Cuando Morris tenía cuatro años, estaba dando una vuelta por la hierba alta al final del patio, cerca del arroyo, y se tropezó con un rastrillo que habían dejado allí, con las púas hacia arriba. Tropezó, cayó sobre las púas, y se hizo un mal corte en la frente y en un párpado, y el globo ocular resultó rozado. Desde que Joan recuerda —ella era un bebé cuando sucedió— él ha tenido una cicatriz, ha estado ciego de un ojo y ha llevado gafas con una lente ahumada.

Un vagabundo dejó el rastrillo allí. Eso dijo su madre. Le dijo al vagabundo que le daría un bocadillo si barría las hojas de debajo de los nogales. Ella le dio el rastrillo y, cuando volvió a mirar, él se había ido. Se cansó de barrer, suponía ella, o se enfadó con ella por haberle pedido que trabajase primero. Ella se olvidó de ir a buscar el rastrillo. No tenía hombre alguno que la ayudase en absoluto. En algo menos de medio año tuvo que sufrir estas tres cosas: el nacimiento de Joan, la muerte de su esposo en un accidente de coche —había estado bebiendo, creía ella, pero no estaba borracho— y la caída de Morris sobre el rastrillo.

Nunca llevó a Morris a un médico de Toronto, a un especialista, para que le curasen mejor la cicatriz ni para que la aconsejaran sobre el ojo. No tenía dinero. Pero ¿no habría podido pedir prestado? (Joan, cuando creció, se lo preguntaba), ¿no habría podido ir al Club de Leones a pedirles que le ayudasen, como ayudaban a veces a los pobres en una emergencia? No. No podía. Ella no creía que ni ella ni sus hijos fuesen pobres como lo eran las personas a quienes ayudaban en el Club de Leones. Vivían en una casa grande. Eran propietarios, que cobraban alquiler de tres pequeñas casas al otro lado de la calle. Todavía eran dueños del almacén de madera, aunque a veces solo tenían un empleado. (A su madre le gustaba llamarse Ma Fordyce, como una viuda de un serial de radio, Ma Perkins, que también era dueña de un almacén de madera.) No estaban en la situación de las personas que eran realmente pobres.

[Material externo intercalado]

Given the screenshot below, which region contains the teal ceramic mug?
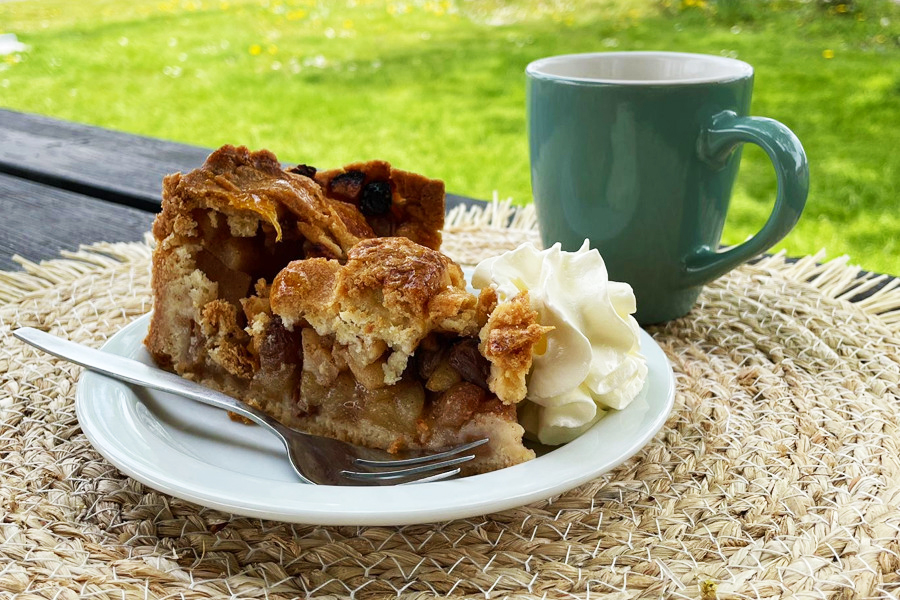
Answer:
[526,52,809,324]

Lo que más le cuesta entender a Joan es por qué el mismo Morris nunca ha hecho nada. Morris tiene ahora mucho dinero. Y ya ni siquiera sería cuestión de dinero. Morris paga las primas del seguro médico del gobierno, como todo el mundo. Tiene lo que a Joan le parecen ideas muy de derechas sobre la sobreprotección, la responsabilidad individual y la inconveniencia de la mayoría de los impuestos, pero paga. ¿No tendría sentido para él recuperar algo? ¿Un trabajo más limpio en el párpado? ¿Uno de esos ojos artificiales nuevos y realistas, cuya sensibilidad mágica les permite moverse al unísono con el otro, con el ojo de verdad? Todo lo que eso supondría sería un viaje a una clínica, algo de incomodidad, unas molestias y una pequeña pérdida de tiempo.

Todo lo que supondría sería que Morris admitiera que le gustaría cambiar. Que no es vergonzoso intentar entregar el distintivo que la mala suerte le ha colgado a uno.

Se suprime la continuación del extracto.